Refusal of illustrative content is a political position. And given how complicit would-be net.art criticism is with existing power structures it’s actually a very critical position. It is a position that presents a genuine and useful challenge to and for criticism.

Like process art or the original computer art, both dating from the hardly apolitical 60s and 70s, Flash Formalism is not an art without social meaning. It is just a meaning that cannot immediately be reduced to sound-bite Poststucturalism. It is also a meaning that is not merely textual, another cardinal sin. It is mathematical.

Mathematics is not undemocratic: anyone can learn some maths. And it is not anti-individualistic: theorems and proofs are named after their discoverers. Alan Badiou claims that ontology is mathematics, and uses many mathematical concepts in his philosophy, so maths isn’t unreflective. Whatever narcissistic claims theory may make for “the text”, we live in a mathematically determined culture, not a textually determined one.

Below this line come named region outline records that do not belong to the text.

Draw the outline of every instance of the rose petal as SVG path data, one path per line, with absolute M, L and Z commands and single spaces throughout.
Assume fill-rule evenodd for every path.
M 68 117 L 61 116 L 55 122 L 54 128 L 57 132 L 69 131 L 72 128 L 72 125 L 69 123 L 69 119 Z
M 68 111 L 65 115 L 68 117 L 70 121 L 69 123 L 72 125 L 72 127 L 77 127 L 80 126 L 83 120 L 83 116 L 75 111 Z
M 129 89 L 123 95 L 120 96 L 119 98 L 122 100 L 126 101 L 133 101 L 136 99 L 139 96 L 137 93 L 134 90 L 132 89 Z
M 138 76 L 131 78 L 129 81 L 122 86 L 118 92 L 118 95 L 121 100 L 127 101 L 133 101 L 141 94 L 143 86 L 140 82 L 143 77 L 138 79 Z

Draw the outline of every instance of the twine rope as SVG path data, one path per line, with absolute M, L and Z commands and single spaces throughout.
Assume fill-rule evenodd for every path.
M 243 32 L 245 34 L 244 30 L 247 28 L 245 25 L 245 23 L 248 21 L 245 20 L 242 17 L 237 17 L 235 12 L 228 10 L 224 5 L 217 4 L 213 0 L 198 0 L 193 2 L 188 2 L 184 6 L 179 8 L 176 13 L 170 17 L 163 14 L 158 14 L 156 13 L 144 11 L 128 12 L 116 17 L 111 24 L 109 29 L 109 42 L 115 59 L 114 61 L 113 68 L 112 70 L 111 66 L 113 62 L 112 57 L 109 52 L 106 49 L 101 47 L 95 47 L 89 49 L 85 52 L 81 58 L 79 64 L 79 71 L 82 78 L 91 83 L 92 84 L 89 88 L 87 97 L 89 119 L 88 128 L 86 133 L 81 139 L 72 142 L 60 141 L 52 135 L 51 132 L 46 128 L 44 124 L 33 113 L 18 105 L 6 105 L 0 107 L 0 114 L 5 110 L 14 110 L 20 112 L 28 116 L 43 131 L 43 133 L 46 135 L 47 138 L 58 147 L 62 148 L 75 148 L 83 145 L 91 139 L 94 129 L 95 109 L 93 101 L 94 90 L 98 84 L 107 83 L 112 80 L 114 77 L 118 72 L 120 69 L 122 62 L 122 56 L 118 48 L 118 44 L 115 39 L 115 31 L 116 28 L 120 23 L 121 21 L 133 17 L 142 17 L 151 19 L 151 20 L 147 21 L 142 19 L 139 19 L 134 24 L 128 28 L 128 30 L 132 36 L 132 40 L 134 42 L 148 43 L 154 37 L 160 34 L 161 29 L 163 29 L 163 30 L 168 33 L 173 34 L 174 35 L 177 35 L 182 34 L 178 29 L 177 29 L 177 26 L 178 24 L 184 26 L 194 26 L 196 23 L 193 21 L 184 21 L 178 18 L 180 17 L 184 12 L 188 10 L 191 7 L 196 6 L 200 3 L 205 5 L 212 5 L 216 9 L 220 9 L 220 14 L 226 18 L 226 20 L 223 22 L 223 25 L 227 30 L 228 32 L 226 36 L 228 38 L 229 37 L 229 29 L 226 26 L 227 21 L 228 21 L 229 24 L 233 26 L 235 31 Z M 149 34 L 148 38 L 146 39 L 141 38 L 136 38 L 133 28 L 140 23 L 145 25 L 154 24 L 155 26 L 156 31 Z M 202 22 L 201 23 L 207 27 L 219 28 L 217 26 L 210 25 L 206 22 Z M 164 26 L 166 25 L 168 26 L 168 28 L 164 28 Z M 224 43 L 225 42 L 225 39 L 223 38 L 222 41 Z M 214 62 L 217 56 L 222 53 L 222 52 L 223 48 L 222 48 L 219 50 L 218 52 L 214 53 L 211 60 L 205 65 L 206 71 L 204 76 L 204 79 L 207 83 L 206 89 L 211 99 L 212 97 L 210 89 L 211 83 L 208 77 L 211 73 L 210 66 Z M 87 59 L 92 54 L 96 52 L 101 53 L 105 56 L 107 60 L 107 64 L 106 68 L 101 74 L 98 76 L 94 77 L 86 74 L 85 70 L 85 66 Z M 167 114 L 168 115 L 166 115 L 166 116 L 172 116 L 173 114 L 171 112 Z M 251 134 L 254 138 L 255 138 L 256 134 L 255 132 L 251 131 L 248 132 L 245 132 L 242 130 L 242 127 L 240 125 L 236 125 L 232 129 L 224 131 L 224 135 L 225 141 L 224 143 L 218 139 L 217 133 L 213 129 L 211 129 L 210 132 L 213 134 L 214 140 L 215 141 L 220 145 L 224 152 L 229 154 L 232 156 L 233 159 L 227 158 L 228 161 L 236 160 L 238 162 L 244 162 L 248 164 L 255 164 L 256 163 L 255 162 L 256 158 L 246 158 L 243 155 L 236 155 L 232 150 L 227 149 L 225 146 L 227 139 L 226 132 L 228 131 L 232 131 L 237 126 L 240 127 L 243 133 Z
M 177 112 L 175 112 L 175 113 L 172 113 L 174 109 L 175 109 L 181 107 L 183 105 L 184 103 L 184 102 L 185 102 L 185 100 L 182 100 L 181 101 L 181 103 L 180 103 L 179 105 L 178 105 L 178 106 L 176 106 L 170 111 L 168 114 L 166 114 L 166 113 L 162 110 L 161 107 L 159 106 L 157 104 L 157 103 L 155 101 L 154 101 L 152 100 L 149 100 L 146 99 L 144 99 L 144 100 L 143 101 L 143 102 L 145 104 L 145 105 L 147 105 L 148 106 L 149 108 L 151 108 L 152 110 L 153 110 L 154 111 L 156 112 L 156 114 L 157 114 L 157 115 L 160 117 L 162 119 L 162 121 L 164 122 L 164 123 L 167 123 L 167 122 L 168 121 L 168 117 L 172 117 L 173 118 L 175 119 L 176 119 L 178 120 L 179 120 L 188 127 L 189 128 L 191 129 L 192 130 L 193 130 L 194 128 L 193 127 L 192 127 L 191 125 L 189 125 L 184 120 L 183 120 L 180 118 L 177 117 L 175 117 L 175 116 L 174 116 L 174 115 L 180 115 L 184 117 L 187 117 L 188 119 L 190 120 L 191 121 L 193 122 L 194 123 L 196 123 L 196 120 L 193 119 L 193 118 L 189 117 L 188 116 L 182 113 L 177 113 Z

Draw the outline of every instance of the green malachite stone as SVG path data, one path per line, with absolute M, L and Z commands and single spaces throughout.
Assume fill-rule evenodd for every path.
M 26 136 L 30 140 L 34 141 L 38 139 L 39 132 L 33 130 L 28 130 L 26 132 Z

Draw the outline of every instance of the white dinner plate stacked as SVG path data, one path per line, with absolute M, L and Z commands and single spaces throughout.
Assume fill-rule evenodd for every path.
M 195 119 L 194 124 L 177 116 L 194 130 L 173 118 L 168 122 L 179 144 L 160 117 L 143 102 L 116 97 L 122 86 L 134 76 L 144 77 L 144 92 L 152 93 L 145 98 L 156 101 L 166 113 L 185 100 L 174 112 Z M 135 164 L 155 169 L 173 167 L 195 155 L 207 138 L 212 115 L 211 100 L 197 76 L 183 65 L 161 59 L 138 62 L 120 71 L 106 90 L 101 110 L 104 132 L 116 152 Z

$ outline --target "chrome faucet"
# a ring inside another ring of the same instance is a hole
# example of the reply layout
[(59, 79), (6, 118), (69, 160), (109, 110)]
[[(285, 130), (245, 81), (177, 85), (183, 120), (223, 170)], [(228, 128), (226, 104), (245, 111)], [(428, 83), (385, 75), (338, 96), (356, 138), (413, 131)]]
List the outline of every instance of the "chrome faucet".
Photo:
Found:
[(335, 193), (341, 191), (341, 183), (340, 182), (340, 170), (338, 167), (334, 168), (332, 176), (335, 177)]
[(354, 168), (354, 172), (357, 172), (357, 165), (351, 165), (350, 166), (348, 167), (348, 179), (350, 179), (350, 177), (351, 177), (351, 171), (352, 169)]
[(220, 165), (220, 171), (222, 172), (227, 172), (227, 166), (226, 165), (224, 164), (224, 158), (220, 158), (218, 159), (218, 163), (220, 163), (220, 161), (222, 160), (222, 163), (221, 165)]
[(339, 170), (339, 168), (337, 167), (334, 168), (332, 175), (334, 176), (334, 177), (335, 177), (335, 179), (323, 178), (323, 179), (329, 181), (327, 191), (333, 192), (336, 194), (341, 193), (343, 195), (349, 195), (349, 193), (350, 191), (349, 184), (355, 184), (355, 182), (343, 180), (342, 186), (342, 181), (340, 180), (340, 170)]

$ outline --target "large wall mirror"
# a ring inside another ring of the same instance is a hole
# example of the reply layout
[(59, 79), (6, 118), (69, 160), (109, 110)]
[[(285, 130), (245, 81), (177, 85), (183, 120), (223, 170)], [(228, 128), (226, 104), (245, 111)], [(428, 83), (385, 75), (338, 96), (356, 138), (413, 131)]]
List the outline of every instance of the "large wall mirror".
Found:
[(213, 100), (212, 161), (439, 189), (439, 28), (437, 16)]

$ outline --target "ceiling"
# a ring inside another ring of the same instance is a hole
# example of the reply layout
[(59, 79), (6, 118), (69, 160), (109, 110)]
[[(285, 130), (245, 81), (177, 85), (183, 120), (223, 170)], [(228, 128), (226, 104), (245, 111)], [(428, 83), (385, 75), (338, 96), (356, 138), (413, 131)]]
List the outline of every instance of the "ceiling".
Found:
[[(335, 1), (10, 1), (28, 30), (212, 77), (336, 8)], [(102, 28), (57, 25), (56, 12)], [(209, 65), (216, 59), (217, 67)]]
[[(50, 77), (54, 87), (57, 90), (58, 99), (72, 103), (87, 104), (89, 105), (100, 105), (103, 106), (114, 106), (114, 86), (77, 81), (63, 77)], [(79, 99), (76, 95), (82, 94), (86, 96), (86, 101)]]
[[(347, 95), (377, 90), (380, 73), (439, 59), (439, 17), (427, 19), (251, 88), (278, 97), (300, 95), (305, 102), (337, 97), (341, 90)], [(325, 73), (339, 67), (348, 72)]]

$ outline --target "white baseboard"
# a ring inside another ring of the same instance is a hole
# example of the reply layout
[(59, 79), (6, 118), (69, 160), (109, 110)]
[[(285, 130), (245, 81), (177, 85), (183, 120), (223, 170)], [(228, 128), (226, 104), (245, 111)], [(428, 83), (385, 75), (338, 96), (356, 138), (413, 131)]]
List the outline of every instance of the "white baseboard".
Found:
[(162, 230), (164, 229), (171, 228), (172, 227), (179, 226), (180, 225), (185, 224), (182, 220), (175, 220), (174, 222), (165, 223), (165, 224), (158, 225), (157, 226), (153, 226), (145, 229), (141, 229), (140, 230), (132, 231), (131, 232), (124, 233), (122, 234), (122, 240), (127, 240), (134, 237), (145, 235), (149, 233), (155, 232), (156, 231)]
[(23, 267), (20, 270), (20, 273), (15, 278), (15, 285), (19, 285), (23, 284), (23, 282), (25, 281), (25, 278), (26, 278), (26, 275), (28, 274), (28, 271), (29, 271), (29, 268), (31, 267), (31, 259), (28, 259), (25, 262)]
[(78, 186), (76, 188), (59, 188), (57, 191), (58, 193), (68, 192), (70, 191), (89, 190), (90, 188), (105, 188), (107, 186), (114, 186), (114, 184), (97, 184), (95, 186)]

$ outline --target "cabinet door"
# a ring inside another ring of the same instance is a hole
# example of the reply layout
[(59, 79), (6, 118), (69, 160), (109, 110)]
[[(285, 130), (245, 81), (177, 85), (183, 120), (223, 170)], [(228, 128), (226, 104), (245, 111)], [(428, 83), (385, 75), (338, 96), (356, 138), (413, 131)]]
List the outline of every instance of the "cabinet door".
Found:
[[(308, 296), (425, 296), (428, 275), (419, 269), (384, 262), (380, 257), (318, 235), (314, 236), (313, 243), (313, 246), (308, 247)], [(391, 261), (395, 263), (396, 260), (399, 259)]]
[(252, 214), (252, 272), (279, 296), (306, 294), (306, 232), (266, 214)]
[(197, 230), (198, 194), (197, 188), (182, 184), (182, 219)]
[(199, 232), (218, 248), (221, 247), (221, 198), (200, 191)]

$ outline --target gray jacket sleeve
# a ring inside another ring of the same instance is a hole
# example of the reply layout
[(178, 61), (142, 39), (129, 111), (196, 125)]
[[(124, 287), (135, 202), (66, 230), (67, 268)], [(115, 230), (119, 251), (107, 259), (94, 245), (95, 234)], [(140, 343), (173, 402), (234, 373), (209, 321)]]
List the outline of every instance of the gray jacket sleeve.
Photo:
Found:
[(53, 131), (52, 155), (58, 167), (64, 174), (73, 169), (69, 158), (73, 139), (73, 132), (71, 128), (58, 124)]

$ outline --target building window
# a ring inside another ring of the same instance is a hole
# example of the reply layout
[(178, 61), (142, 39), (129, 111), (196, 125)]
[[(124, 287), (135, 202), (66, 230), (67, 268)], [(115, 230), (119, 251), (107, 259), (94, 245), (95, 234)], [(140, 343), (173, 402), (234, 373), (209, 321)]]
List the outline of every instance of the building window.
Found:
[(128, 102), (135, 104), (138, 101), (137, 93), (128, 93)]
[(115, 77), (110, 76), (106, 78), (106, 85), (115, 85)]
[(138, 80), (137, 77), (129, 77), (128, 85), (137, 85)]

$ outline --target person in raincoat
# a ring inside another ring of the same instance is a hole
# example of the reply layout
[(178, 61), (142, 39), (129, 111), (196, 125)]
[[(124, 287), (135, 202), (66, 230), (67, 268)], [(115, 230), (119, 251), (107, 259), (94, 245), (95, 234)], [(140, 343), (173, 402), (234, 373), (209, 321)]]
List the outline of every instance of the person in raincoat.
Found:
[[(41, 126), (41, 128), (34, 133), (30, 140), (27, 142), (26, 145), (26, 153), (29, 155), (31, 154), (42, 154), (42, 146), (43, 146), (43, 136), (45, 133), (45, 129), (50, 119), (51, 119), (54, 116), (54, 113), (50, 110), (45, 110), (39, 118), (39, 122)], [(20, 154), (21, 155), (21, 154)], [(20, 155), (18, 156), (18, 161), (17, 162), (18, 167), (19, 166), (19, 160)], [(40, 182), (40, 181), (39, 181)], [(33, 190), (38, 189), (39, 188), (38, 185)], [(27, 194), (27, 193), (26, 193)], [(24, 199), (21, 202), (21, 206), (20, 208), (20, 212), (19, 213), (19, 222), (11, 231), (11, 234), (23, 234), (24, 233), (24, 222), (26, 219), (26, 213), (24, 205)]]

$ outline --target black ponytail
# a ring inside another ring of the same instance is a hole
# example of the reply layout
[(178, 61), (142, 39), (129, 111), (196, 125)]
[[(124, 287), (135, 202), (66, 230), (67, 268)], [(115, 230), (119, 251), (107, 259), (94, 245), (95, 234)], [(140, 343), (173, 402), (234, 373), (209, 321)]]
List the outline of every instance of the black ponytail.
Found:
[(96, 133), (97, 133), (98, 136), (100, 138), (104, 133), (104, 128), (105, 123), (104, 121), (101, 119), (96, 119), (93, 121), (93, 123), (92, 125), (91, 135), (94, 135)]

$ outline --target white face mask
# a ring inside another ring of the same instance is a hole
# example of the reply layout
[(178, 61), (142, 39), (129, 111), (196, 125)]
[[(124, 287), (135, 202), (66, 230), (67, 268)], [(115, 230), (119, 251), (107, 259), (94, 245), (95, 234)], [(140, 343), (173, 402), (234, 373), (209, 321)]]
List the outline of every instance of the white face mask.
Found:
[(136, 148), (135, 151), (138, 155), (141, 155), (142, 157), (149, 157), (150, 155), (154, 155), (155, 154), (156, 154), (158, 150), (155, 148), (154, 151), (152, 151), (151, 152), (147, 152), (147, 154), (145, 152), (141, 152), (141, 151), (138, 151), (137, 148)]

What the mathematics of Flash Formalism shows us is an analogue for an increasingly procedural social and aesthetic world. It shows us a simultaneous concretisation of and abstraction from it, a simultaneous engagement and an escape. No wonder it is so intractable for net.art criticism. It takes subtlety and imagination to see how this work relates to and allows a critique of where we are. You can’t just write about it.